Phthalates and PVC – the not good, the bad and the ADHD

At our last meeting, TTKD set up a packaging group to encourage companies to use less packaging, recyclable packaging and as this post will detail, non-toxic packaging. The case in point being the presence of Phthalates in PVC plastic.

Phthalates are added to some Polyvinylchloride (PVC and no.3 plastic) to make it more flexible and soft. However the phthalte molecules are not bound to the PVC and are able to leach or evaporate out.

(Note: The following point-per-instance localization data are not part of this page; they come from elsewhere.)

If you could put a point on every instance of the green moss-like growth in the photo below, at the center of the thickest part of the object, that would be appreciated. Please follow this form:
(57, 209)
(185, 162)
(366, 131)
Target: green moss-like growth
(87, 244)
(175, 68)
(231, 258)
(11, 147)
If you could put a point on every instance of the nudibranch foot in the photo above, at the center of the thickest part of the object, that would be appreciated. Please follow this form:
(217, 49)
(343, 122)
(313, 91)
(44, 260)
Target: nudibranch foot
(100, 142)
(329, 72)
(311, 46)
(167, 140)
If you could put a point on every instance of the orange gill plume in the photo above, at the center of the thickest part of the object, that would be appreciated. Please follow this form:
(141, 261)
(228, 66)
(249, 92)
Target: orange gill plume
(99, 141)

Some products made from PVC include food packaging, vinyl flooring, children's chew toys, pacifiers and children’s bottles.

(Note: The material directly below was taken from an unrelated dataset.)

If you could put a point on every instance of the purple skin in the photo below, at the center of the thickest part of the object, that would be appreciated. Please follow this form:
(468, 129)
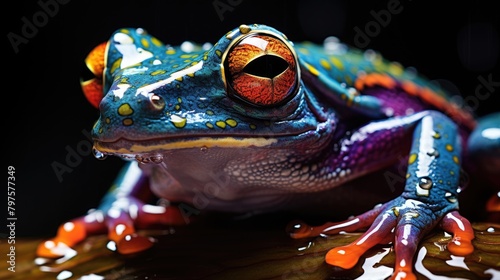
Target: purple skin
(203, 149)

Phthalates are also found in a wide range of other products (see the Wikipedia page of phthalates for an overview). While daily exposure to phthalates from a single product may be quite low (1), exposure to all the phthlalates that find their way into indoor air, foods, dust etc, from the many products containing phthalates, means the cumulative daily dose may exceed the safe maximum daily intake. Eg: In one study it was found that the "tolerable intake of children is exceeded to a considerable degree, in some instances up to 20-fold" (2).

Phthalates are endocrine disruptors, which essentially means they are reproductive and developmental toxins. Exposure to phthalates has been linked to a number of different adverse effects including:

Autism in children (3).
Asthma and allergies in children (4).
ADHD in children (5).
Obesity (6).
Abnormal sexual development due to prenatal exposure in males and because of this effect phthlates have been linked (along with other toxins) to the observed decrease in male fertility (7).

While many of these studies are very recent and need to be replicated they show a growing concern about the safety of phthalates and how they might “synergise” with other endocrine disruptors to cause significant deleterious health effects. Countries are now putting bans or limits on phthalates because of this and it would be sensible at an individual level to avoid products containing phthalates, which brings us back to PVC.

Currently PVC products are not marked at to whether or not they contain phthalates, meaning all Plasticized PVC (PPVC or just PVC) should be assumed to contain them and should be avoided.

So to summarise, products containing phthlates (of which PVC is one) are not safe, with children (both post-natal and pre-natal) being most sensitive to their deleterious effects. Because of this household use of PVC (no.3 plastic) should be avoided.

References (click to expand)

(1) Corea-Téllez KS et al 2008 Estimated risks of water and saliva contamination by phthalate diffusion from plasticized polyvinyl chloride. J Environ Health.
(2) Heudorf et al 2007. Phthalates: toxicology and exposure. Int J Hyg Environ Health.
(3) Larsson et al 2009. Associations between indoor environmental factors and parental-reported autistic spectrum disorders in children 6-8 years of age. Neurotoxicology.
(4) Jaakkola et al 2008. The role of exposure to phthalates from polyvinyl chloride products in the development of asthma and allergies: a systematic review and meta-analysis. Environ Health Perspect.
(5) Kim et al 2009. Phthalates Exposure and Attention-Deficit/Hyperactivity Disorder in School-Age Children. Biol Psychiatry.
(6) Desvergne et al 2009. PPAR-mediated activity of phthalates: A link to the obesity epidemic? Mol Cell Endocrinol.
(7) Hu et al 2009. Phthalate-induced testicular dysgenesis syndrome: Leydig cell influence. Trends Endocrinol Metab.